CHAPTER XX.
THE RESULT.
Two days only remained ere the first of June, and in the solitude of her chamber Maggie was weeping bitterly. "How can I tell them who I am?" she thought. "How bear their pitying scorn, when they learn that she whom they call Maggie Miller has no right to that name?—that Hagar Warren's blood is flowing in her veins?—and Madam Conway thinks so much of that! Oh, why was Hagar left to do me this great wrong? why did she take me from the pine-board cradle where she says I lay, and make me what I was not born to be?" and, falling on her knees, the wretched girl prayed that it might prove a dream from which she would ere long awake.
Alas for thee, poor Maggie Miller! It is not a dream, but a stern reality; and you who oft have spurned at birth and family, why murmur now when both are taken from you? Are you not still the same,—beautiful,—accomplished, and refined,—and can you ask for more? Strange that theory and practice so seldom should accord. And yet it was not the degradation which Maggie felt so keenly, it was rather the loss of love she feared; without that the blood of royalty could not avail to make her happy.
Maggie was a warm-hearted girl, and she loved the stately lady she had been wont to call her grandmother with a filial, clinging love which could not be severed, and still this love was naught compared to what she felt for Arthur Carrollton, and the giving up of him was the hardest part of all. But it must be done, she thought; he had told her once that were she Hagar Warren's grandchild he should not be riding with her—how much less, then, would he make that child his wife! and rather than meet the look of proud disdain on his face when first she stood confessed before him, she resolved to go away where no one had ever heard of her or Hagar Warren. She would leave behind a letter telling why she went, and commending to Madam Conway's care poor Hagar, who had been sorely punished for her sin. "But whither shall I go, and what shall I do when I get there?" she cried, trembling at the thoughts of a world of which she knew so little. Then, as she remembered how many young girls of her age went out as teachers, she determined to go at all events. "It will be better than staying here where I have no claim," she thought; and, nerving herself for the task, she sat down to write the letter which, on the first of June, should tell to Madam Conway and Arthur Carrollton the story of her birth.
It was a harder task than she supposed, the writing that farewell, for it seemed like severing every hallowed tie. Three times she wrote "My dear grandma," then with a throb of anguish she dashed her pen across the revered name, and wrote simply "Madam Conway." It was a rambling, impassioned letter, full of tender love—of hope destroyed—of deep despair—and though it shadowed forth no expectation that Madam Conway or Mr. Carrollton would ever take her to their hearts again, it begged of them most touchingly to think sometimes of "Maggie" when she was gone forever.

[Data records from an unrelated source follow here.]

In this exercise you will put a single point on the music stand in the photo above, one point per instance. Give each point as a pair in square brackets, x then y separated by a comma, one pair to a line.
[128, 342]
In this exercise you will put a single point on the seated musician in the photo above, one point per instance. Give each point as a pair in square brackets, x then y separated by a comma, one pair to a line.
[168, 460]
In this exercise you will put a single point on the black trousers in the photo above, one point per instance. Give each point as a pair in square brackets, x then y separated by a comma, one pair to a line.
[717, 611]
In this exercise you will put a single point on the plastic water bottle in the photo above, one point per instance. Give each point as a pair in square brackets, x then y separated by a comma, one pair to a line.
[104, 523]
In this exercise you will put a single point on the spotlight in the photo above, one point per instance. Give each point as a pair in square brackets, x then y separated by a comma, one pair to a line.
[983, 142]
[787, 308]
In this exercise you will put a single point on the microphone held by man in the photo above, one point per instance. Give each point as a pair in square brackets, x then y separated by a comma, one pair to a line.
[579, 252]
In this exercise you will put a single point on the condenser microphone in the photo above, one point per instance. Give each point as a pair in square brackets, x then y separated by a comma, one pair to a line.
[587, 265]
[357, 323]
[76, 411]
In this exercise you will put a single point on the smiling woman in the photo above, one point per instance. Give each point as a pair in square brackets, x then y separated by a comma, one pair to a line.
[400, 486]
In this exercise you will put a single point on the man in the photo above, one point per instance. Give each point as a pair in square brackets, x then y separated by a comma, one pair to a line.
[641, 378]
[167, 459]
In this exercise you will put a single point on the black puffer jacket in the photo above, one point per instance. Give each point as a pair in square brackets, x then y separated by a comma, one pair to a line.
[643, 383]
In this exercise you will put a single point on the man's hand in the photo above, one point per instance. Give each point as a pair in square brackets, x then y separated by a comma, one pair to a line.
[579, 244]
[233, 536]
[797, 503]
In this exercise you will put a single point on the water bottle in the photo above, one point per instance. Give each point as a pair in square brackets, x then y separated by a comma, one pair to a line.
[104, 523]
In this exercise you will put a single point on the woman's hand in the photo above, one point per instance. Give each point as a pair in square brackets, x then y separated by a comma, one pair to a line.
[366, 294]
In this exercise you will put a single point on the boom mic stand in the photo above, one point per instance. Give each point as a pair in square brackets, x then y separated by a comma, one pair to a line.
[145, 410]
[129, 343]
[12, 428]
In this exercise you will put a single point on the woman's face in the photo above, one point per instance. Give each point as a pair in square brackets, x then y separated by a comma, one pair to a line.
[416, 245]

Hagar was then commended to Madam Conway's forgiveness and care. "She is old," wrote Maggie, "her life is nearly ended, and if you have in your heart one feeling of pity for her who used to call you grandma, bestow it, I pray you, on poor old Hagar Warren."
The letter was finished, and then suddenly remembering Hagar's words, that "all had not been told," and feeling it her duty to see once more the woman who had brought her so much sorrow, Maggie stole cautiously from the house, and was soon walking down the woodland road, slowly, sadly, for the world had changed to her since last she trod that path. Maggie, too, was changed, and when at last she stood before Hagar, who was now able to sit up, the latter could scarcely recognize in the pale, haggard woman the blooming, merry-hearted girl once known as Maggie Miller.
"Margaret!" she cried, "you have come again—come to forgive your poor old grand—No, no," she added, as she saw the look of pain flash over Maggie's face, "I'll never insult you with that name. Only say that you forgive me, will you, Miss Margaret?" and the trembling voice was choked with sobs, while the aged form shook as with a palsied stroke.
Hagar had been ill. Exposure to the damp air on that memorable night had brought on a second severe attack of rheumatism, which had bent her nearly double. Anxiety for Margaret, too, had wasted her to a skeleton, and her thin, sharp face, now of a corpse-like pallor, contrasted strangely with her eyes, from which the wildness all was gone. Touched with pity, Maggie drew a chair to her side, and thus replied: "I do forgive you, Hagar, for I know that what you did was done in love; but by telling me what you have you've ruined all my hopes of happiness. In the new scenes to which I go, and the new associations I shall form, I may become contented with my lot, but never can I forget that I once was Maggie Miller."
"Magaret," gasped Hagar, and in her dim eye there was something of its olden fire, "if by new associations you mean Henry Warner, it must not be. Alas, that I should tell this! but Henry is your brother—your father's only son. Oh, horror! horror!" and dreading what Margaret would say, she covered her face with her cramped, distorted hands.